# Measured power consumption of a boat (70T barge)



## boekel (Nov 10, 2010)

I did measurements of power consumption of my boat, and I wanted to share the results:










7 kW gives 6.5 km/h
63 kW gives 13 km/h

Boat: 26,4m long, 4,7m wide, about 60-70 tons weight length on waterline 24 meters.


----------



## samwichse (Jan 28, 2012)

You can get the "real" distribution if you set your chart type to xy scatter plot, then connect the dots in the series options.

So where on this chart do you usually run? Is out with the extra time for you to run 6.5 vs 10km/h?


----------



## kennybobby (Aug 10, 2012)

Thanks for sharing-- that is interesting data.
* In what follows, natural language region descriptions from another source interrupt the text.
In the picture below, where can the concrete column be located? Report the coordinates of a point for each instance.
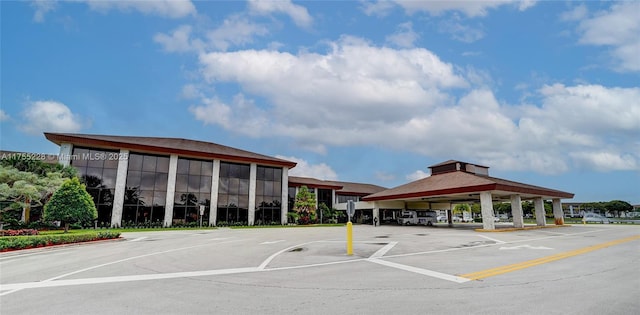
(121, 186)
(333, 198)
(486, 205)
(215, 181)
(376, 213)
(516, 211)
(538, 204)
(64, 158)
(558, 214)
(284, 206)
(252, 193)
(171, 190)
Looks like above 10,7 km/h is the point of diminishing returns for that motor and power supply.

Which variables were you measuring and which calculating? i calculate that your power at 13 km/h based upon the RPM and Torque numbers would be 66.5 kW.


----------



## boekel (Nov 10, 2010)

samwichse said:


> You can get the "real" distribution if you set your chart type to xy scatter plot, then connect the dots in the series options.


Thanks!! I adjusted the charts in the OP.


> So where on this chart do you usually run? Is out with the extra time for you to run 6.5 vs 10km/h?


I run diesel-electric at the moment (planning for serial hybrid) so I always have a 85 kvA genset running, don't know the zero-load diesel consumption but going slow isn't very efficient until I can run on battery power 



kennybobby said:


> Thanks for sharing-- that is interesting data. Looks like above 10,7 km/h is the point of diminishing returns for that motor and power supply.
> 
> Which variables were you measuring and which calculating? i calculate that your power at 13 km/h based upon the RPM and Torque numbers would be 66.5 kW.


The power figures come from the display of the VFD, speed from gps.
Speed is very dependend on water depth, I tried to be on deep water the whole test, also there was a bit of wind but I'm happy with the results.


----------